Eisler Lost 14.3% Last Year as Hedge Fund Firm Closed Down

(Bloomberg) — Losses at Eisler Capital deepened last month, according to an investor letter from the now-shuttered multi-strategy hedge fund firm.
The letter, seen by Bloomberg News, showed the money manager reported a 7.35% decline in December, taking the 2025 decline to 14.3%. Almost all of the losses were due directly to transit spending, said people with knowledge of the matter, who asked not to be named discussing private information. The fund is now officially closed.
Toll fees are costs that some hedge funds charge directly to clients, such as salary and bonus expenses.
Peers in the multi-strategy hedge fund industry largely posted double-digit gains last year, Bloomberg News reported. The Eisler fund was down just 1.7% through August last year, before the liquidation decision.
Eisler’s losses show that multi-strategy hedge funds are costly not only to build and operate but also to dissolve; Rising expenses associated with talent, technology and operational layers are exacerbated by a shrinking asset base. These funds still need to pay investors who make money; However, Eisler tried to cut the bonus payments to those who wanted to leave immediately after the decision to close the shutters.
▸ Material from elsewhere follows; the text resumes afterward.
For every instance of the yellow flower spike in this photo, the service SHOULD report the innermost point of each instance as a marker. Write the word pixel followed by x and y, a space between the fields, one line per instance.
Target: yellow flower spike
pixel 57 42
The company, founded by Edward Eisler, announced in September that it would close after struggling with declining assets, rising personnel costs and returns that did not keep up with expectations. In another letter dated Dec. 16, the hedge fund said the portfolio was expected to be fully unwound by Dec. 31, with the final net asset value expected to be determined that day.
It was stated that NAV is generally finalized on or before the 15th business day following the end of the month and the first payment of refund/withdrawal proceeds will be made as soon as possible.
Eisler said they are trying to minimize costs and total closing costs are expected to be in the range of 10% to 15% of NAD as of Sept. 30.
“Alongside the process of selling the Master Fund portfolio, the firm is moving quickly to cut operating expenses by exiting contractual commitments such as staff, real estate and infrastructure and negotiating discounts where possible,” he said. “This includes agreements with third parties to offset employee-related costs.”
A representative for Eisler Capital declined to comment.
Eisler, a former partner at Goldman Sachs Group Inc., started his business as a macro trading firm in 2015, but later sought to expand his hedge fund into a suite of strategies starting in 2021.